Disturbing new revelations that permanent immunity to the coronavirus may not be possible have jeopardized vaccine development and reinforced a decision by scientists at UCSF and affiliated laboratories to focus exclusively on treatments.

Several recent studies conducted around the world indicate that the human body does not retain the antibodies that build up during infections, meaning there may be no lasting immunity to COVID-19 after people recover.

The big hope here is that the body’s immune memory will kick in if you’re subsequently infected. After all, when you get the MMR as a child, your measles antibodies decline quickly, and probably wouldn’t show up in your system today as an adult. But your body retains the ability to make them very quickly, so your immune response is boosted when you’re attacked by the virus as an adult. If that’s the case with Coronavirus too, then immune memory shouldn’t be such a big problem, unless the virus dramatically mutates, like the cold and flu do. We just don’t know the answer to that one yet.

The second big question, of course, is whether the vaccine is safe. Testing so far suggests that it is, and that the side effects are mild, but widespread:

The data, published in the medical journal the Lancet, also show that the vaccine caused side effects, including fever, headaches, muscle aches, and injection site reactions, in about 60% of patients. All of the side effects were deemed mild or moderate, and all resolved themselves over the course of the study.

Fever, headache, and muscle ache? You’d trade a few days of those for a few days on a respirator, presumably, if you’re a reasonable person.

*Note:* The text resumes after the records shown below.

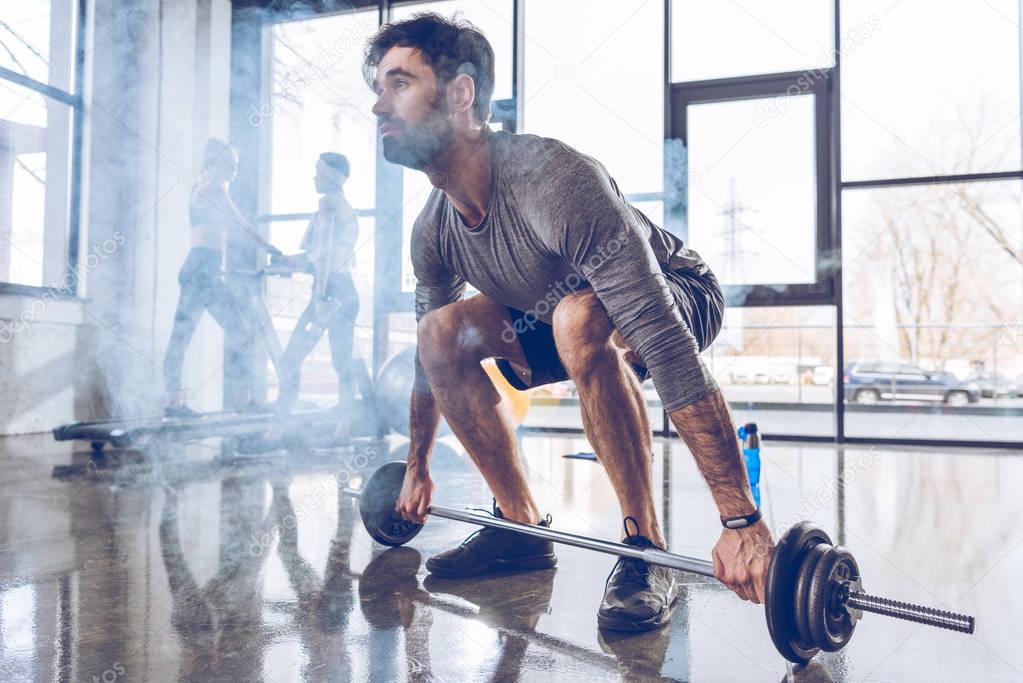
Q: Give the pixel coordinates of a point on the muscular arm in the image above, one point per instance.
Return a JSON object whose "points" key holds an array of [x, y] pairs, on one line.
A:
{"points": [[598, 233], [707, 428], [436, 286]]}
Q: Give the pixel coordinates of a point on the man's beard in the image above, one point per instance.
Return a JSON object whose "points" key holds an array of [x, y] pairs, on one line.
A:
{"points": [[418, 145]]}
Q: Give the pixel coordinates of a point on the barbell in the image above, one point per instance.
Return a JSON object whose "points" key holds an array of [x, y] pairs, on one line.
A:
{"points": [[814, 588]]}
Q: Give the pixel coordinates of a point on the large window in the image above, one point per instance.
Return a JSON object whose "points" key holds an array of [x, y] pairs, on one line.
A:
{"points": [[319, 102], [912, 106], [933, 303], [713, 40], [39, 106]]}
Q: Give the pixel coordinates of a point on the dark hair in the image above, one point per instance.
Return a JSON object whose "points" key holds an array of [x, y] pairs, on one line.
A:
{"points": [[337, 162], [450, 46]]}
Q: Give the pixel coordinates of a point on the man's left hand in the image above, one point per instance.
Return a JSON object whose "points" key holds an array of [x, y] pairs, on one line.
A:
{"points": [[742, 557]]}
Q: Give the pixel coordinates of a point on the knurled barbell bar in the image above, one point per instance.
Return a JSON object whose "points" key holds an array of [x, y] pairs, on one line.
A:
{"points": [[814, 589]]}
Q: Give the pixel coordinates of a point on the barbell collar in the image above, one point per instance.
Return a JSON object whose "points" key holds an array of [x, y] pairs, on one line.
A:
{"points": [[940, 619]]}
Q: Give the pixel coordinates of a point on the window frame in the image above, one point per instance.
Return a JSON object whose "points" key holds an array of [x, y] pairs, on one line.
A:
{"points": [[823, 289], [76, 100]]}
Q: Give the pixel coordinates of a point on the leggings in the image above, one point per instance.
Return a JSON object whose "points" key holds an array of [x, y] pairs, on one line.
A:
{"points": [[204, 288], [334, 313]]}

But in any case, they’re now in what’s known as a “phase 3” trial, which basically the final test, where they inject a bunch of people with the vaccine and send them out into the population, to see whether anybody is actually infected. That’s the key test really – does it work? If they were testing it on lab rats they could just deliberately expose the animals to the virus and see did the vaccine work, but medical ethics prevent that kind of carry on with people, fortunately, or unfortunately, depending on your view.

In any case, if it does work, and let’s hope it does, it should be widely available early in the new year, if not before. Some people will refuse to take it, of course, for whatever reason, but assuming that enough people do take it, it should put an end to the disruption posed by this outbreak once and for all.